The second week of orientation has dismantled any illusion of Cape Town as a perfect utopia. As awful as that sounds, I appreciate having a more wholesome concept of this city and the situations of the people living in it. We’ve left the glamorous tourist attractions in the past and have moved on to understanding the rich history through various museums and exhibits, tracing from slavery to apartheid to post-apartheid. However, traveling through the communities themselves has been more impactful than any historian’s recount or written narrative of South Africa’s circumstances.

Mariko drumming in Langa
As we made our way through Langa  (the oldest township in Cape Town), Khayelitsha, (unemployment rate of about 60%), and Mitchell’s Plane (population 1 million), the metal shacks and sporadically tangled power lines started to blur together, each poverty stricken area indistinguishable from the next. However, the faces and the stories I encountered serve as a mechanism to differentiate each of the neighborhoods to which they belong. I’ll remember Langa for Odon, an Angolan artist who came to Cape Town with 50 rand (roughly three US dollars). He used that money to buy 4 pieces of paper to paint on and sell in the street, marking the start of his new life. He is the genuine rags to riches story, not because he founded some corporation and lives in excess after getting a mediocre degree at a no-name university, but rather because he started with essentially nothing and found the path to a life he feels grateful for. With a smile of utmost pride, he stated, “I now have a car, a family and a home,” three commodities taken for granted by the majority of us. From some of the conditions witnessed thus far, one would expect there to be an ominous gloom permeating the city, but almost every corner of Cape Town seems to be buzzing because of the outlook of the people who inhabit it.
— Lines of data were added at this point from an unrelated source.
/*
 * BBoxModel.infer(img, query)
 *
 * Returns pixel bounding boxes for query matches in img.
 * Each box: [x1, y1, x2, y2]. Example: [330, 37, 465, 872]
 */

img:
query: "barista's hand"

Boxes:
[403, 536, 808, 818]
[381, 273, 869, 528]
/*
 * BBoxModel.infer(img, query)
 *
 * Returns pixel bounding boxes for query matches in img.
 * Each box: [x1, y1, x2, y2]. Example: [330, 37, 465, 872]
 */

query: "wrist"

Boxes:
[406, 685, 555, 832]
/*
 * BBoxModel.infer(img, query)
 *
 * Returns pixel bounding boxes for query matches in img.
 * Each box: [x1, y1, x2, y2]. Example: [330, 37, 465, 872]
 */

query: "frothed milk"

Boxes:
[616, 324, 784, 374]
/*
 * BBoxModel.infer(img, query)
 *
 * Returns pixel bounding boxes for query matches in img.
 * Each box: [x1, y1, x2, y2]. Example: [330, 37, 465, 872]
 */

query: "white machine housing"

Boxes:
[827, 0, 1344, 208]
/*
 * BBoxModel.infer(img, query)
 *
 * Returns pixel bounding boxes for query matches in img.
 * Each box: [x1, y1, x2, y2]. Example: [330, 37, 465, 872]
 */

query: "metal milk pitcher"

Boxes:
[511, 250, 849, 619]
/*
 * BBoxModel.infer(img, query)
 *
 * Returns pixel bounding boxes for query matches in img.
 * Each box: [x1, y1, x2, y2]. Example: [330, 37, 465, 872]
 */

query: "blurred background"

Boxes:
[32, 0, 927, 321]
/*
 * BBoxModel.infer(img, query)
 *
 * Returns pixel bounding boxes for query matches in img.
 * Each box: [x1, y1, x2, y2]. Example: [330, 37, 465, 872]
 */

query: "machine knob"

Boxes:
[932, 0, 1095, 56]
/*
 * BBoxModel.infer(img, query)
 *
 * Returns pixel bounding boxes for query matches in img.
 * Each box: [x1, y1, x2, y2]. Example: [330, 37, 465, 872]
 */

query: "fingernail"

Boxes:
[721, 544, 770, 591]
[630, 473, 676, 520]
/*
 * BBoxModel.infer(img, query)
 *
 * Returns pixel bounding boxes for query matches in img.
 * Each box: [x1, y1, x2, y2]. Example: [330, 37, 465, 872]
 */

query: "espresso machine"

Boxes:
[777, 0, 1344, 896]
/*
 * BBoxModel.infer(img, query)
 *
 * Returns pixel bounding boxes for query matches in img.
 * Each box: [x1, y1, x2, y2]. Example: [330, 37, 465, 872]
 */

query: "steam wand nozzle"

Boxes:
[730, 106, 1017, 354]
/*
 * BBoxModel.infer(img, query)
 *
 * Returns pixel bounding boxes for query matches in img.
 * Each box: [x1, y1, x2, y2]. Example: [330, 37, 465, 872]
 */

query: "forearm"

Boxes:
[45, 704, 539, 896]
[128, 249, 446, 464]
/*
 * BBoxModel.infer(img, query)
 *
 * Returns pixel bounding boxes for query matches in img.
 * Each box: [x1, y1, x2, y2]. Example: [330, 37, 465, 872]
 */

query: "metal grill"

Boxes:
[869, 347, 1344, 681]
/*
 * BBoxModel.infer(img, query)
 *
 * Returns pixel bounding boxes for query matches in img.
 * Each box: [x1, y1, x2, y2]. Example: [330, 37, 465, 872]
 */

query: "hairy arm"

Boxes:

Vernon with Odon, amazing sandpaint artist, at Guga S'Thebe Arts & Cultural Centre in Langa
Fortunately, we’ve encountered a lot of the people who have turned their positive outlook into action. In Khayelitsha, the activists behind the Treatment Action Campaign welcomed us into their snug office to inform us of the work they are doing concerning HIV/AIDS prevention, treatment, and awareness. While their cause isn’t groundbreaking, their approach is, especially considering the lack of resources and immense target population. The three members giving us the talk, who bravely admitted they live with HIV, are involved in a campaign run by wearing T-shirts labeled “I am HIV positive.” Along with erasing stigma, the shirts create a platform for dialogue about the disease between the uneducated population and the knowledgeable campaigners. Its hard to wrap my mind around the fact that that dialogue may be the only gateway to information about a life-threatening illness for many of those affected by it. I felt inspired and optimistic while sitting in TAC’s rundown office building, but was overcome by a tinge of hopelessness upon stepping back outside, where many unemployed members of the community were walking aimlessly midafternoon, and the rows of communal porta potties reminded me that girls have to risk their safety just to use the bathroom at night. 


Luckily, the future lies in the youth’s hands, and we were lucky enough to meet a group of about 30 children at the Manenberg People’s Center, located in the heart of a township most notorious for its gang violence. We could hear the excited shouts of the children as soon as we entered, and I was overcome by a joyous vibe unfit for the damaged neighborhood beyond the barred and bullet-holed windows. When one of my peers asked the group of kids what they want to do when they grow up, a boy proudly dressed in slacks and a blazer was first to respond. His options in life are two-fold, well technically six-fold. He can join a gang, as most of his peers do, and sell drugs to neighbors, all while contributing to the degradation of his own community, or he can aspire to chase his 5 dreams. Whether or not he ever becomes a Navy Man, choreographer, businessman, architect, or activist is beyond me, and one can only hope his incredible drive and brilliance can reap well-deserved benefits. However, the following days spent touring our internship placements reaffirmed my hope for this neglected generation’s brighter tomorrow.